On this page, we describe the provenance-related ontologies attached to the page. Concepts in these ontologies are used by reference within process documentation.

Temporal Relationships Ontology

The temporal relationships ontology, temporal.owl, aims to define relations between instants in time, so that we can describe when one thing happened before or after another. It is not intended to be a complete conception of time. As we are dealing with a distributed system in which physical clocks cannot realistically synchronized, we cannot specify instants by absolute clock times. Instead, the following concepts are defined:

  • An Instant class, representing an instant in time.
  • Sub-classes of Instant that represent the three ways in which instants are defined within process documentation:
    • InstanceOfSend is the instant that a message was sent by an actor.
    • InstanceOfReceive is the instant that a message was received by an actor.
    • InstanceOfActorState is the instant that an actor had an asserted state.
  • Two relations (object properties), after and before, whose domain and range are Instant, and represent the fact that one Instant came after or before another in time.

Using the temporal ontology, we can specify temporal relationships between system actions or states. We can also use it to refer to application entities in given ranges of time, e.g. patient X before their transplant operation.
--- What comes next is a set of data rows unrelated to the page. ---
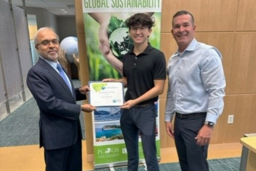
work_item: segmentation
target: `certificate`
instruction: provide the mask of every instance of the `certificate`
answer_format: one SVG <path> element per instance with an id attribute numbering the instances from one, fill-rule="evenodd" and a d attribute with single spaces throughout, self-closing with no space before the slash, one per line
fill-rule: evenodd
<path id="1" fill-rule="evenodd" d="M 119 106 L 124 103 L 122 82 L 90 81 L 89 103 L 96 107 Z"/>

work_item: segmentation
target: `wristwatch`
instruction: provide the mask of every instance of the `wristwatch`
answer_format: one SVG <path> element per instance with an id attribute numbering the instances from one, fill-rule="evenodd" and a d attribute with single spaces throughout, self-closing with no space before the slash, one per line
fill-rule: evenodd
<path id="1" fill-rule="evenodd" d="M 210 128 L 213 128 L 215 125 L 215 124 L 214 123 L 210 121 L 205 121 L 204 124 L 206 125 L 207 126 L 208 126 Z"/>

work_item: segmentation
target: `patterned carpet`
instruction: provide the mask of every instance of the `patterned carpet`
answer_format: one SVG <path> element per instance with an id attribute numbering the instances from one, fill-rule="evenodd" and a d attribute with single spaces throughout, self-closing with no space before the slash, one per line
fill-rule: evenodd
<path id="1" fill-rule="evenodd" d="M 80 87 L 79 80 L 73 81 L 75 87 Z M 80 115 L 80 119 L 85 139 L 83 115 Z M 39 111 L 36 101 L 32 97 L 0 121 L 0 147 L 39 144 Z M 210 171 L 238 171 L 240 162 L 240 157 L 208 160 Z M 161 164 L 159 167 L 160 171 L 181 170 L 179 163 Z M 115 171 L 127 170 L 126 167 L 118 167 L 114 169 Z M 110 169 L 104 168 L 97 170 L 109 171 Z M 144 166 L 139 166 L 138 171 L 144 170 Z"/>
<path id="2" fill-rule="evenodd" d="M 209 160 L 210 171 L 238 171 L 241 157 Z M 126 171 L 127 167 L 115 167 L 115 171 Z M 164 163 L 159 165 L 160 171 L 181 171 L 179 163 Z M 109 171 L 109 168 L 97 169 L 97 171 Z M 140 166 L 138 171 L 145 171 L 144 167 Z"/>

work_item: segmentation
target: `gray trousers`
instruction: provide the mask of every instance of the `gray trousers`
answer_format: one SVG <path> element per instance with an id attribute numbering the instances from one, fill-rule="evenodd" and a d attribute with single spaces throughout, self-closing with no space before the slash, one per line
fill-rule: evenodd
<path id="1" fill-rule="evenodd" d="M 139 131 L 147 170 L 159 170 L 156 147 L 157 115 L 154 104 L 123 111 L 120 125 L 127 152 L 128 171 L 138 170 Z"/>
<path id="2" fill-rule="evenodd" d="M 182 171 L 209 171 L 208 145 L 199 146 L 195 138 L 203 127 L 205 116 L 180 119 L 175 117 L 174 140 Z"/>

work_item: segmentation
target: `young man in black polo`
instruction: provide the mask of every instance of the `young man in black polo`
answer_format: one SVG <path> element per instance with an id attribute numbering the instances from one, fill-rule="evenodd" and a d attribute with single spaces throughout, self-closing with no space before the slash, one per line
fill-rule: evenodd
<path id="1" fill-rule="evenodd" d="M 154 21 L 148 15 L 137 13 L 125 21 L 134 47 L 123 56 L 123 77 L 106 79 L 105 82 L 122 82 L 127 91 L 120 124 L 128 156 L 128 170 L 138 165 L 138 133 L 140 132 L 147 170 L 159 170 L 156 147 L 154 102 L 162 93 L 166 78 L 164 54 L 152 47 L 148 38 Z"/>

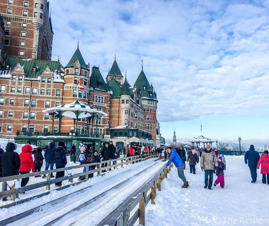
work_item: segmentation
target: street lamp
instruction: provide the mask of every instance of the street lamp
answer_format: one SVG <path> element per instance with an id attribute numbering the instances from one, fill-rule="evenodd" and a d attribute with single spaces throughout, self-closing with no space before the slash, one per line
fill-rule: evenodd
<path id="1" fill-rule="evenodd" d="M 73 136 L 75 135 L 75 133 L 74 133 L 74 127 L 71 127 L 71 131 L 69 133 L 69 135 L 71 136 L 71 147 L 72 147 L 72 145 L 73 142 Z"/>
<path id="2" fill-rule="evenodd" d="M 242 155 L 242 153 L 241 152 L 241 142 L 242 140 L 241 140 L 241 137 L 239 136 L 238 137 L 238 141 L 239 142 L 239 150 L 240 151 L 240 155 Z"/>

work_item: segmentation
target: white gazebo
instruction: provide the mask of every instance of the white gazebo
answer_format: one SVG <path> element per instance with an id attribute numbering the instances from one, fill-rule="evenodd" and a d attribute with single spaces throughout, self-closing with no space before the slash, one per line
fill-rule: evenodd
<path id="1" fill-rule="evenodd" d="M 192 140 L 189 141 L 189 142 L 191 142 L 191 143 L 193 147 L 194 147 L 195 146 L 194 144 L 196 143 L 197 146 L 199 146 L 199 147 L 200 143 L 202 143 L 204 145 L 204 148 L 205 148 L 205 144 L 207 145 L 209 143 L 210 145 L 210 146 L 211 146 L 212 143 L 214 143 L 216 142 L 216 141 L 213 140 L 209 138 L 205 137 L 201 135 L 200 137 L 196 138 L 194 137 Z"/>
<path id="2" fill-rule="evenodd" d="M 72 118 L 74 120 L 74 127 L 76 122 L 76 126 L 78 125 L 78 119 L 81 118 L 89 118 L 89 130 L 90 131 L 90 124 L 92 119 L 92 128 L 93 125 L 93 119 L 95 118 L 96 122 L 98 121 L 98 118 L 104 116 L 106 116 L 107 114 L 101 111 L 96 110 L 94 108 L 87 105 L 85 105 L 80 102 L 77 99 L 76 100 L 70 104 L 62 104 L 57 107 L 48 108 L 42 111 L 43 112 L 48 113 L 52 116 L 52 128 L 54 122 L 54 118 L 55 116 L 59 118 L 59 132 L 60 131 L 61 122 L 62 118 L 66 116 Z M 97 123 L 96 122 L 96 127 Z"/>

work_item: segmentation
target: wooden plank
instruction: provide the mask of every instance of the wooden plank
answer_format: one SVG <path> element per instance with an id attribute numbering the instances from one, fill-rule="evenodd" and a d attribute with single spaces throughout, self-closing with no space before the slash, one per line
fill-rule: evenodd
<path id="1" fill-rule="evenodd" d="M 139 224 L 145 225 L 145 200 L 144 198 L 139 201 Z"/>

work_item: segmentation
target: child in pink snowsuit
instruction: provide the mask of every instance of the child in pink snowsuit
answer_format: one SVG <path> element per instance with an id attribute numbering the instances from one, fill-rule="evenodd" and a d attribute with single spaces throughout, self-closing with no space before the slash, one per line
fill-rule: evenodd
<path id="1" fill-rule="evenodd" d="M 222 158 L 219 157 L 218 159 L 218 166 L 216 171 L 216 175 L 217 176 L 217 178 L 215 181 L 214 184 L 214 187 L 217 186 L 219 183 L 220 182 L 220 186 L 222 188 L 224 188 L 224 163 L 222 162 Z"/>

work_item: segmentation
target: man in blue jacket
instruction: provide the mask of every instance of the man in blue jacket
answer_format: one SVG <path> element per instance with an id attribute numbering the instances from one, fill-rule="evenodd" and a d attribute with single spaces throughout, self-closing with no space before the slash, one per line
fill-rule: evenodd
<path id="1" fill-rule="evenodd" d="M 252 145 L 249 150 L 245 154 L 245 163 L 247 164 L 248 160 L 248 167 L 250 170 L 250 174 L 252 178 L 251 183 L 253 184 L 255 184 L 257 180 L 257 165 L 259 159 L 260 155 L 255 151 L 254 145 Z"/>
<path id="2" fill-rule="evenodd" d="M 184 184 L 181 188 L 186 188 L 189 186 L 189 182 L 187 181 L 184 175 L 184 163 L 181 160 L 181 158 L 177 153 L 177 151 L 175 149 L 172 149 L 171 147 L 167 148 L 167 151 L 170 154 L 170 157 L 168 162 L 164 165 L 168 166 L 169 164 L 173 161 L 176 167 L 177 168 L 177 174 L 180 178 L 183 181 Z"/>

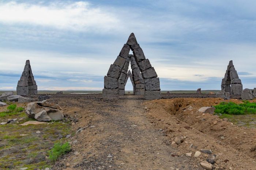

Such references can be used in asking for asserted properties of entities and in determining the provenance of the entity.

Causal Relationships Ontology

The causal relationships ontology, causal.owl, aims to define causal relations between properties of the system at different instants. We define "C caused E according to A" as A's belief/assertion that E would not have become true if C had not been true, all else being equal. The causal ontology uses concepts from the temporal ontology, and adds the following:

  • A EntityAtInstant class that represents something being true at an instant of time.
  • An atInstant relation (object property) whose domain is a FactAtInstant and whose range is an Instant, used to assert the instant at which the fact is true.
  • Two relations (object properties), caused and wasCausedBy, whose domain and range are EntityAtInstant, used to assert that one fact being true at one instant caused or was caused by another fact being true at another instant.
  • Two sub-classes of EntityAtInstant?, Cause and Effect that represent the cause and the effect in a causal relationship.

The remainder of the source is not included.